Prof Aliza le Roux, head of the Department of Zoology and Entomology at the University of the Free State’s QwaQwa campus, says the latest ideas in animal behaviour hold farreaching implications for livestock farmers.
We are learning more and more about how animals experience their unique worlds. My own studies have focused mainly on cognition in mammals such as bat-eared foxes and primates. For example, bat-eared foxes carry cow dung to their dens so that their offspring can feed on the insects and larvae in it, a brilliant feeding solution for a species that usually doesn’t eat anything bigger than a termite. I’ve also looked at how gelada monkeys cheat one another by hiding their infidelities from others in the troop.

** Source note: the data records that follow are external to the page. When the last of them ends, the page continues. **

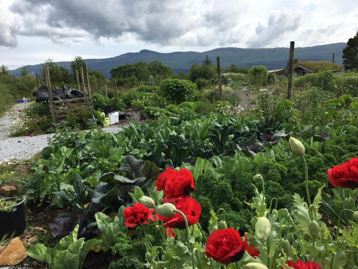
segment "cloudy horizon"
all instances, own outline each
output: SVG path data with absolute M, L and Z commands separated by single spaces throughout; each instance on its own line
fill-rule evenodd
M 0 0 L 0 65 L 113 57 L 146 49 L 202 52 L 346 42 L 358 3 L 243 1 Z

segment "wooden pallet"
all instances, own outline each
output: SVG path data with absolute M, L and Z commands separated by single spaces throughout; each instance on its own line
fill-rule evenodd
M 88 98 L 91 108 L 93 109 L 92 98 L 88 97 Z M 90 109 L 87 99 L 85 97 L 54 101 L 52 103 L 53 104 L 56 122 L 63 120 L 69 112 L 76 113 L 81 110 Z

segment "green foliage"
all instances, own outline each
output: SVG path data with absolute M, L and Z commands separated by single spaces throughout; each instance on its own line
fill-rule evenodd
M 343 65 L 346 69 L 358 68 L 358 31 L 353 37 L 348 39 L 347 46 L 343 49 Z
M 30 247 L 27 255 L 40 261 L 45 262 L 50 269 L 80 269 L 91 248 L 98 241 L 90 239 L 85 242 L 84 238 L 77 239 L 78 229 L 77 225 L 70 235 L 61 240 L 54 249 L 38 244 Z
M 188 80 L 168 79 L 163 80 L 160 86 L 160 93 L 172 102 L 180 103 L 191 101 L 196 85 Z

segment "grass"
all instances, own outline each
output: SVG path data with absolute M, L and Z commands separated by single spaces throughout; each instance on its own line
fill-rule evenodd
M 6 180 L 15 182 L 18 179 L 31 177 L 32 166 L 30 160 L 0 164 L 0 184 Z
M 343 69 L 343 66 L 340 65 L 337 65 L 330 62 L 324 61 L 300 61 L 299 64 L 304 66 L 312 71 L 318 71 L 319 70 L 326 70 L 327 69 Z

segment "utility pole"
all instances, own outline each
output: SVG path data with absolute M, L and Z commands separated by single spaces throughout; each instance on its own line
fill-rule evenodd
M 295 41 L 290 43 L 290 58 L 289 60 L 289 84 L 287 89 L 287 99 L 291 99 L 292 94 L 292 77 L 293 75 L 294 52 L 295 50 Z

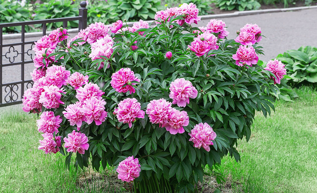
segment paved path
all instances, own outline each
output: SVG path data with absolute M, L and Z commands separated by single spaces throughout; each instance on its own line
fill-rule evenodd
M 228 27 L 229 39 L 235 38 L 236 31 L 246 23 L 256 23 L 260 26 L 262 34 L 267 37 L 260 42 L 265 55 L 261 55 L 259 58 L 264 61 L 303 45 L 317 47 L 317 9 L 218 19 L 222 19 Z M 210 20 L 201 21 L 198 25 L 205 26 Z
M 260 42 L 260 45 L 264 48 L 265 55 L 260 55 L 259 58 L 264 61 L 273 59 L 279 53 L 283 53 L 287 50 L 297 49 L 302 45 L 317 47 L 317 9 L 227 17 L 222 19 L 228 27 L 227 30 L 230 33 L 228 38 L 230 39 L 235 38 L 236 31 L 246 23 L 256 23 L 261 27 L 262 34 L 267 38 L 263 38 Z M 210 20 L 203 20 L 198 25 L 205 26 Z M 36 40 L 40 37 L 34 37 L 33 40 Z M 3 43 L 14 43 L 16 41 L 8 40 Z M 26 77 L 29 77 L 30 72 L 34 68 L 32 64 L 27 65 L 25 70 L 29 72 L 25 72 Z M 4 69 L 4 82 L 10 82 L 14 80 L 13 79 L 19 78 L 21 72 L 17 72 L 19 69 L 16 67 Z M 12 72 L 15 72 L 15 76 L 11 75 Z M 3 112 L 1 109 L 0 113 Z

These findings are applicable to behaviour in other species. One can write volumes about what we know, but there is just as much we don’t know. For too long, we believed in behaviourism, or the idea that because we cannot measure animal cognition or emotions, they simply do not exist. This negates what people who keep animals have always known. Anyone who has a favourite dog, cat, horse or even sheep knows that the animal has some personality, emotions and intelligence.
MEASURING THE INVISIBLE
Over the years, researchers have developed techniques that enable them to measure the ‘invisible’ side of animals. We now know for certain that they have individual personalities, are intelligent, and experience emotions, although these are not exactly the same as ours. We can no longer accept that emotion and intelligence are totally absent in animals.
When her child dies, a baboon mother will carry it around for days and sometimes behave as though she is grieving. The chances are good that the hormones acting on her body are the same as ours when we are sad. While her offspring was alive, she nursed it in the same way a human parent would care for a child, with the same type of hormones guiding her behaviour. To us, it looks like love, and it probably feels rather like love to her.